Are Print Books Dead??



Remember the musical Oklahoma? Gordon MacRae singing to, of all people, Rod Steiger: "Poor Jud is daid, poor Jud Fry is daid..."

Well, the way folks have been talking lately, I'm waiting for the new musical, "Digital World," where a Gordon MacRae-esque editor will stand next to a book and sing out, "Poor print is daid, poor print books is daid, they're lookin' oh, so tattered and passe..."

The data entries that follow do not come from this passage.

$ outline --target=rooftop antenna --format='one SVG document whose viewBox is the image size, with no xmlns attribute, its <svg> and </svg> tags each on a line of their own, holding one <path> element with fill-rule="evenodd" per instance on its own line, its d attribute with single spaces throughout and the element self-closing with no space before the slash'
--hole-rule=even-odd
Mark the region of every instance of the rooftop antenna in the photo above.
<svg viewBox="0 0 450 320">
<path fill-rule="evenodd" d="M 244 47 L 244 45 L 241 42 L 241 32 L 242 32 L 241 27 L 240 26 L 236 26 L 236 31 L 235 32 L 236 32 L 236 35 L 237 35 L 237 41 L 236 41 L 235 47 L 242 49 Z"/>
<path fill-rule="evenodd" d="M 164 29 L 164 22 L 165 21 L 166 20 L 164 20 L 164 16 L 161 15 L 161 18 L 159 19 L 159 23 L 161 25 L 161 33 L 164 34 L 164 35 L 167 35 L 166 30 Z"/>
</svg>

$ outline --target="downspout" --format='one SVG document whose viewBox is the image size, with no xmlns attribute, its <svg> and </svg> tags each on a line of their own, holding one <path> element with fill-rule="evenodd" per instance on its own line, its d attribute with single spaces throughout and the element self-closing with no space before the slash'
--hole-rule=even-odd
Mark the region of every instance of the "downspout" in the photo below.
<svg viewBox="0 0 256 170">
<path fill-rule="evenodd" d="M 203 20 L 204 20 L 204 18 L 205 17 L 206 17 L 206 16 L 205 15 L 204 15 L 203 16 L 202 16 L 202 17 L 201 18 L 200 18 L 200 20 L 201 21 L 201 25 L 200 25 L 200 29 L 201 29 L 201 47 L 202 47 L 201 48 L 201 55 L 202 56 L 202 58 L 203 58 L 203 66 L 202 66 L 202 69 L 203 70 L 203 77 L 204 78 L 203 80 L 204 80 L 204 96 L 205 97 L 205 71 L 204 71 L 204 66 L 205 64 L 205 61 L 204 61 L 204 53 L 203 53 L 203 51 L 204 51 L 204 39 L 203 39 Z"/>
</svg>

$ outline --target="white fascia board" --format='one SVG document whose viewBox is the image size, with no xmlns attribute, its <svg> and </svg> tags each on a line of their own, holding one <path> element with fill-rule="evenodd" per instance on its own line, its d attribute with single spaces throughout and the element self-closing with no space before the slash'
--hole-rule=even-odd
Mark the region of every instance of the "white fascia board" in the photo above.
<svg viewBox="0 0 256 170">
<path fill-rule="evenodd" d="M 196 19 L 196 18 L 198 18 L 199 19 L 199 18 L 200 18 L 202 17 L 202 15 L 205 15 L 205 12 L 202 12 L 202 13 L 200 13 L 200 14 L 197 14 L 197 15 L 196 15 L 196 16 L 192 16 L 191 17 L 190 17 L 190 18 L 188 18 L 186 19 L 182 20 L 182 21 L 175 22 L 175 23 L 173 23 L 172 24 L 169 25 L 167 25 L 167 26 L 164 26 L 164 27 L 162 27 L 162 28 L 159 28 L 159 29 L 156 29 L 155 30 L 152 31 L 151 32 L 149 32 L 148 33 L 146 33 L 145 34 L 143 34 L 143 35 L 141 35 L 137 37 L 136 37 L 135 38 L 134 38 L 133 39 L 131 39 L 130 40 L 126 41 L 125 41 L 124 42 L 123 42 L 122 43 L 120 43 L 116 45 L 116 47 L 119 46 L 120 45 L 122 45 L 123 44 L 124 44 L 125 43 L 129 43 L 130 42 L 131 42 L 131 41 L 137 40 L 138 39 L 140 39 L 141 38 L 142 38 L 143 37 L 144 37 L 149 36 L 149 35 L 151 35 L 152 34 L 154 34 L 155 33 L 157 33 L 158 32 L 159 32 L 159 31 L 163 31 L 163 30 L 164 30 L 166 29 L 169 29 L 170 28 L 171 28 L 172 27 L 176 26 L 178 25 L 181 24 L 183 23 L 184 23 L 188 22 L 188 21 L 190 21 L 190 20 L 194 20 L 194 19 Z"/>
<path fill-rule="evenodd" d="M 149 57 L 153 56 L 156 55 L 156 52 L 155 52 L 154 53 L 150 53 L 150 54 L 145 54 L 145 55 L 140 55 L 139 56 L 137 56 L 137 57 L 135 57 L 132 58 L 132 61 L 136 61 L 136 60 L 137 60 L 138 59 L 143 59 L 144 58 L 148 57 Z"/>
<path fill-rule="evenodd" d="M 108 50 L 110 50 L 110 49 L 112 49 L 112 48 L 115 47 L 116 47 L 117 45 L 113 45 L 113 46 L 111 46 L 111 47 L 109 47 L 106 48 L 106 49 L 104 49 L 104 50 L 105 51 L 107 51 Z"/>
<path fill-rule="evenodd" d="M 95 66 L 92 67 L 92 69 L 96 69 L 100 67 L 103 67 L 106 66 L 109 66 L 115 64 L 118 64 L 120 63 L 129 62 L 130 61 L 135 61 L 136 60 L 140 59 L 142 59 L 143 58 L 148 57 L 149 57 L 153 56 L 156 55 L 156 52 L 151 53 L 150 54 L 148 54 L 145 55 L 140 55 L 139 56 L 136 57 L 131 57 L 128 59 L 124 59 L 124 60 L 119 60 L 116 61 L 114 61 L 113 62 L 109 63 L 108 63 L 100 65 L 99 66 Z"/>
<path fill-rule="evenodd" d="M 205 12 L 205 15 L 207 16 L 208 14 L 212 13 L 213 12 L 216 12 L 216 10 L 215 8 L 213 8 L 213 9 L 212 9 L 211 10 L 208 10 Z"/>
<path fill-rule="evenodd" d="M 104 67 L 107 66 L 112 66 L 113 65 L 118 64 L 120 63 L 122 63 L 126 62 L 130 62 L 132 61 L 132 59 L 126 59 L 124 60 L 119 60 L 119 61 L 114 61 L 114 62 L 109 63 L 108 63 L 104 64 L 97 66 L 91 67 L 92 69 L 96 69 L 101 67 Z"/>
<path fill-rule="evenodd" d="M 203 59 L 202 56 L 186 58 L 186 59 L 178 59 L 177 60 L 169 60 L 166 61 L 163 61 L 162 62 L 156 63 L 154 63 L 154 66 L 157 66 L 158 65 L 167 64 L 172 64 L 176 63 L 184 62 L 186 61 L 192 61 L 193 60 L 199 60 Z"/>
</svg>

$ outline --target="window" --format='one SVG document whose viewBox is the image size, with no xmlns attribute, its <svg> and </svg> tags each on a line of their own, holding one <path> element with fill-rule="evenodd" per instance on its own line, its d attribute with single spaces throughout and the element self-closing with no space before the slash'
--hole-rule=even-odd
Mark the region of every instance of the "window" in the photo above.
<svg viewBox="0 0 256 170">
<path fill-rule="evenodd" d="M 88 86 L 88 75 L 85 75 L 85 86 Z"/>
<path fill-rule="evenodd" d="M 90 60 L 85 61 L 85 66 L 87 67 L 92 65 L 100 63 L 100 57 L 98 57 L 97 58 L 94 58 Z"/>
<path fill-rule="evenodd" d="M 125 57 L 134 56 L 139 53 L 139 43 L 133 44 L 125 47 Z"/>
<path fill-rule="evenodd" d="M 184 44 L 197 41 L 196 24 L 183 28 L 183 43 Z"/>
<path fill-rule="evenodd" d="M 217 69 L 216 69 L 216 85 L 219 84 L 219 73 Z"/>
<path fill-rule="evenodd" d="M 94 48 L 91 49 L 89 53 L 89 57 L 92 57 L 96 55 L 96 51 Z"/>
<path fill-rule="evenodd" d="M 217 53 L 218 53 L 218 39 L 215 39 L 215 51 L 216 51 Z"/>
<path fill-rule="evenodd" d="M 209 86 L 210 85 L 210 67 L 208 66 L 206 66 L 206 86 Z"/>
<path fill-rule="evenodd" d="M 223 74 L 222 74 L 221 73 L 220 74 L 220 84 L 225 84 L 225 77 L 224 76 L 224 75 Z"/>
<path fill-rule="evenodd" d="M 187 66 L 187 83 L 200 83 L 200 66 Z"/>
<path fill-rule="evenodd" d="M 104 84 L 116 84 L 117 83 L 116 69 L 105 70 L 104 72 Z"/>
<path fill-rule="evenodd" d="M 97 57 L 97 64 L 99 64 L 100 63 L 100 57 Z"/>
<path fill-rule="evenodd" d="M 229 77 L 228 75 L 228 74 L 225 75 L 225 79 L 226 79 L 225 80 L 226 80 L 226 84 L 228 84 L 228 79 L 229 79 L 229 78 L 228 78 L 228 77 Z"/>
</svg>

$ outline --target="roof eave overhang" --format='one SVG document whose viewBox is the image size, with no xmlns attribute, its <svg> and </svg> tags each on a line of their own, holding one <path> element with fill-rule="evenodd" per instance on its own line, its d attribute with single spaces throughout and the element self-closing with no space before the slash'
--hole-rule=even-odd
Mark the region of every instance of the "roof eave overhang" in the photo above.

Seriously, I keep hearing the rumblings:

Digital is taking over.
No one is buying print books.
Brick-and-mortar bookstores are closing every day.
The future of publishing is uncertain.
What does this mean for authors?
How will this change our contracts?

And on and on the questions go. The person sitting next to me on my flight to Nashville last weekend even asked me about this when she found out I was in publishing. We had an interesting conversation about it all, especially I heard some of these same doom-and-gloom thoughts from her.

I just smiled, and pointed to her lap. "What are you reading there?"

She held up her book--not her Kindle, mind you, her BOOK--and we talked about the author. Halfway into a sentence, she stopped, looked at the book, then at me.

And then she smiled.

"Now, look around us," I said. "How many Kindles do you see?"

She hopped up and, on pretext of heading to the oh-so-spacious bathroom on the plane, took an informal poll. Upon her return, her smile was even broader. "Two. On this whole plane, only two."

"How many books did you see?"

Smile shifts to grin. "Too many to count."

"So is print dead?"

She settled back in her seat, hands caressing the cover of the book in her lap. "I don't even think it's sick!"

Agent Steve Laube brings a voice of much-needed reason to the whole discussion. Be sure you read the comments, too. Good stuff.

So no, print's not dead. It's not even on life support. In fact, as my friend on the plane finally concluded, it's not even sick. Sure, things are changing. That's the one constant in life: change. But we authors and editors and publishers need not fear those changes. Far wiser to understand them, what's behind them, and how we can take them in stride.

Peace, all.

Karen

5 comments:

Jill said...

Thank you for a clear view that addresses all the hype!

Catherine West said...

Interesting perspective. I sincerely hope that print books are not dead or dying or even close. It's gonna be kind of hard to sign somebody's Kindle when I finally get published. :0) That said, I do enjoy the convenience of being able to download a book in seconds - given the choice, I would jump in the car and drive to Barnes and Noble, but we don't have one in Bermuda!! It's very difficult to get quality books here, especially Christian fiction, so for that reason I love knowing I'm not being left out in the cold. But I do hope we can find a happy medium and be able to enjoy the best of both worlds.

Sharon Ball said...

Is so easy to get caught up in "the sky is falling" pandemonium. I'm so glad you're putting everyone's mind at ease. Books are not gone, they're not dying, and we can all breathe ease.

marci seither said...

To say books are dead is like saying that newspapers are dead. It is true that the format may be changing, but I still have more readers in print than on-line. People like holding something in their hands and the electric battery operated things are not the same.
I do think that the need to write better is a big plus. Since there is less print space they are more selective in what makes the cut. It is so important, to borrow the phrase, "Ask not what your editor can do for you.. but rather what you can do for the editor!" :~)

Jim Rubart said...

Great post, Karen. Yesterday I read that 40 percent of households don't have high speed internet. Forty! It surprised me. I would have guessed the stat was closer to 25 percent.

But talking about the capabilities broadband offers makes the news. Talking about almost half the population not being able to watch You Tube videos on their laptop isn't as intriguing.

Same thing with e-books.

It's a fascinating development in the world of publishing. It's entertaining to read about and debate.

But even if e-books double for the next three years, what will we have? Twenty percent market penetration? Twenty five?

If we look at the history of cell phones, DVD players, microwave ovens, etc., we find most of those innovations took years and years to become common among the majority of the population.

It's a good bet e-books will traverse the same path.